In 2008, he was able to maintain the illusion of civility, while letting the media do his dirty work for him. The media is disappointed in him now, but still obscenely eager to be his hit squad. But instead Obama is being his own hit squad. The constant derogatory references to Republicans in speeches that are otherwise as empty of content and purpose as a three inch lake, don’t accomplish their goal. Instead they make him look like a 5 foot tall basketball player trash talking everyone else, but unable to sink a basket with the ball taped to his hand.
Obama’s manic depressive style of governance, doing nothing for months before suddenly jumping into a frenzy of activity, can work on the campaign trial. But not after most people have gotten tired of you and would like to see less of you. And sitting incumbents are generally supposed to display a higher level of class. They can conduct smear campaigns, so long as they plausibly outsource it to others. Not when they’re doing it in front of the microphone.

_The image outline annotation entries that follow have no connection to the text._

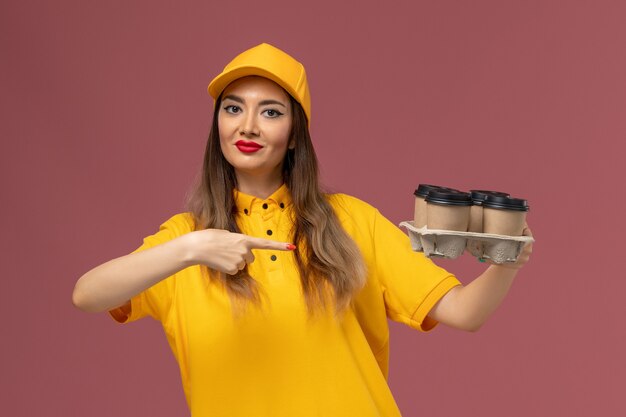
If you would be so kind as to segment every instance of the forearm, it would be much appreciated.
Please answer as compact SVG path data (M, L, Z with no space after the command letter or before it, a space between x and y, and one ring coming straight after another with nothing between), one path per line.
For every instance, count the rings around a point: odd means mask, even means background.
M517 269L491 265L468 285L453 288L429 316L457 329L476 331L498 308L517 272Z
M123 305L146 288L192 264L187 240L183 235L95 267L76 283L72 294L74 305L89 312Z

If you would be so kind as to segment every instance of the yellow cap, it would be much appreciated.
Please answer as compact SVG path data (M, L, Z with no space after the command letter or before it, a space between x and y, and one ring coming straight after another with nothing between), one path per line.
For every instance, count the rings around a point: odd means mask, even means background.
M217 100L228 84L238 78L258 75L283 87L304 109L311 124L311 96L304 66L280 49L262 43L237 55L209 84L209 94Z

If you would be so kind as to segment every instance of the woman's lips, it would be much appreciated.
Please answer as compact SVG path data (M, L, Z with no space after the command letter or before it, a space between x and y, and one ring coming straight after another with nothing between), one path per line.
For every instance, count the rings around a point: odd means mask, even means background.
M238 140L235 143L235 146L237 147L237 149L244 153L254 153L263 147L256 142L247 140Z

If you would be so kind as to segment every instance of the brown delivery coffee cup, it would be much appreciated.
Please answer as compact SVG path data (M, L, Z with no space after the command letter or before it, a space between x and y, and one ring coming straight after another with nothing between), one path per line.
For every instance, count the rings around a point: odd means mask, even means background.
M483 231L494 235L521 236L528 210L528 202L521 198L489 195L483 201Z
M429 229L467 232L472 206L472 199L468 193L431 190L425 200Z
M415 213L413 216L413 226L422 228L426 226L426 196L432 190L452 190L451 188L439 185L419 184L413 195L415 195ZM456 191L456 190L455 190Z
M472 198L472 208L470 209L470 224L468 231L474 233L483 232L483 201L487 196L495 195L499 197L509 197L507 193L489 190L470 190Z

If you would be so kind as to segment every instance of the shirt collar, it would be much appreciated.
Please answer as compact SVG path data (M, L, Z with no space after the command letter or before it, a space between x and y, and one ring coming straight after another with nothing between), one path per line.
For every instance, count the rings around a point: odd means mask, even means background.
M267 209L275 206L277 209L285 209L291 204L291 193L287 188L287 184L283 184L280 188L266 199L258 198L253 195L242 193L235 189L234 191L235 205L237 212L250 215L255 209ZM264 207L264 205L267 206Z

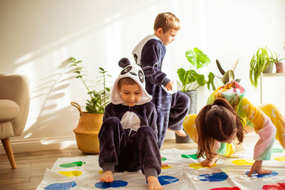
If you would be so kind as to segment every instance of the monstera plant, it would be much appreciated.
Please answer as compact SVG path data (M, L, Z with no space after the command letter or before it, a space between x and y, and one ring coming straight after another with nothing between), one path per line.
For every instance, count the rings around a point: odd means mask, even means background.
M214 75L209 72L207 75L207 80L205 75L197 73L199 68L207 66L209 63L209 58L202 51L195 48L193 51L190 50L185 52L185 57L190 63L188 70L181 68L177 70L179 79L182 83L181 91L185 93L190 99L190 108L189 114L196 114L197 112L197 90L201 86L207 84L208 89L215 89L214 85ZM176 142L190 142L191 139L187 137L180 137L175 134Z
M182 85L181 91L197 90L198 88L205 84L209 90L210 87L214 90L214 75L209 72L206 80L205 75L197 72L199 68L205 67L210 63L208 56L197 48L195 48L193 51L186 51L185 56L190 65L187 70L182 68L177 70L179 79Z

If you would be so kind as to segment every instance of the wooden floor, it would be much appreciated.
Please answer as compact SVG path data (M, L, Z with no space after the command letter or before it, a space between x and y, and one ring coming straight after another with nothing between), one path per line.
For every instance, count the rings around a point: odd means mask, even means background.
M165 139L162 149L172 148L197 149L197 144ZM51 169L58 158L85 155L77 148L17 153L14 154L17 168L12 169L6 155L0 154L0 189L36 189L46 169Z

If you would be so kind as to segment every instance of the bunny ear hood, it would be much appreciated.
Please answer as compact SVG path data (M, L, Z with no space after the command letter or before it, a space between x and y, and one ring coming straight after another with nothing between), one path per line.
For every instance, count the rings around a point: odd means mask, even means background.
M119 61L119 65L123 68L123 70L120 73L118 78L115 81L114 85L112 89L111 93L111 102L115 105L122 104L127 105L124 101L123 101L120 97L120 95L118 88L118 83L120 79L123 78L130 78L135 80L138 85L140 85L142 90L142 97L140 100L138 102L138 105L143 105L152 99L152 97L147 93L145 90L145 74L140 66L136 64L131 64L128 58L122 58ZM145 68L147 73L153 73L154 70L151 70L151 68Z

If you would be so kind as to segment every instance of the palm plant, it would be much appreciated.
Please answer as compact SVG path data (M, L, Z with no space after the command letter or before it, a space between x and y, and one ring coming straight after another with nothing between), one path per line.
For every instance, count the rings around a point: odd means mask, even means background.
M74 58L70 58L69 63L71 63L70 66L75 68L74 73L76 74L76 78L81 79L87 89L88 94L90 95L90 100L86 100L86 111L88 113L104 113L105 107L110 102L110 90L107 87L108 78L112 76L107 74L107 70L100 67L98 73L100 73L100 75L98 77L99 80L97 80L96 83L98 85L103 85L103 90L100 91L91 90L90 87L87 85L87 79L86 78L87 75L83 74L86 72L83 70L84 68L81 65L82 60L76 60Z
M254 54L250 60L249 80L254 88L257 88L259 77L264 69L273 63L268 56L266 47L259 48Z

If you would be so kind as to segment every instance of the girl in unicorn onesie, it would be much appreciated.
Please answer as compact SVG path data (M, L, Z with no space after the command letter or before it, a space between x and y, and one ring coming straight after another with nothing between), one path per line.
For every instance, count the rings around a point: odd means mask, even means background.
M232 141L243 142L244 127L252 126L259 136L254 150L248 176L271 174L262 169L263 160L270 159L274 139L285 149L285 119L272 104L254 106L244 97L244 88L235 80L216 89L199 114L187 115L183 122L186 132L198 144L198 157L206 157L203 167L214 164L219 157L236 152Z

But even his attacks have a tepid whiny quality to them. Not only isn’t Obama FDR or JFK, let alone Reagan– he’s not even LBJ. His putdowns condescend to his listeners, turning what should have been insults aimed at Republicans, into an insult to his audience’s intelligence. Too many speeches boil down to, “The Republicans would like to set America on fire and then dance on the ashes, but I think there’s a better way.” Alarmism that would work better if he hadn’t already done exactly what he was accusing his hypothetical opponents of.
Obama’s unenviable position is that of an incumbent in a bad economy. But it’s his unenviable personality that really does him in. An incumbent in a bad time needs a sense of humility. An unpopular politician has to connect with people at a human level. But Obama’s gargantuan ego and sense of entitlement won’t let him do those things. Instead he’s still counting on a steamroll campaign to do his work for him.
The debt ceiling debate was a sample of his irresponsibility. The absolute refusal to accept any real compromise, not only to preserve his spending power, but also because sabotaging government was a more effective election strategy. It’s the negative campaign as imagined by an arsonist who doesn’t care what happens to the country so long as he wins. And while the media poodles will still bark in his defense, it’s a strategy that makes him seem like even more of a failure.
His transformation into a Messiah of Hate is timely in the worst possible way. A politician’s mask shouldn’t start coming off during a campaign. Let alone before it. But the unctuous smile is sliding off and what’s underneath it is the entitled anger of a man who is always used to getting his way. And who has yet to understand that for the first time in his life, he’s about to lose.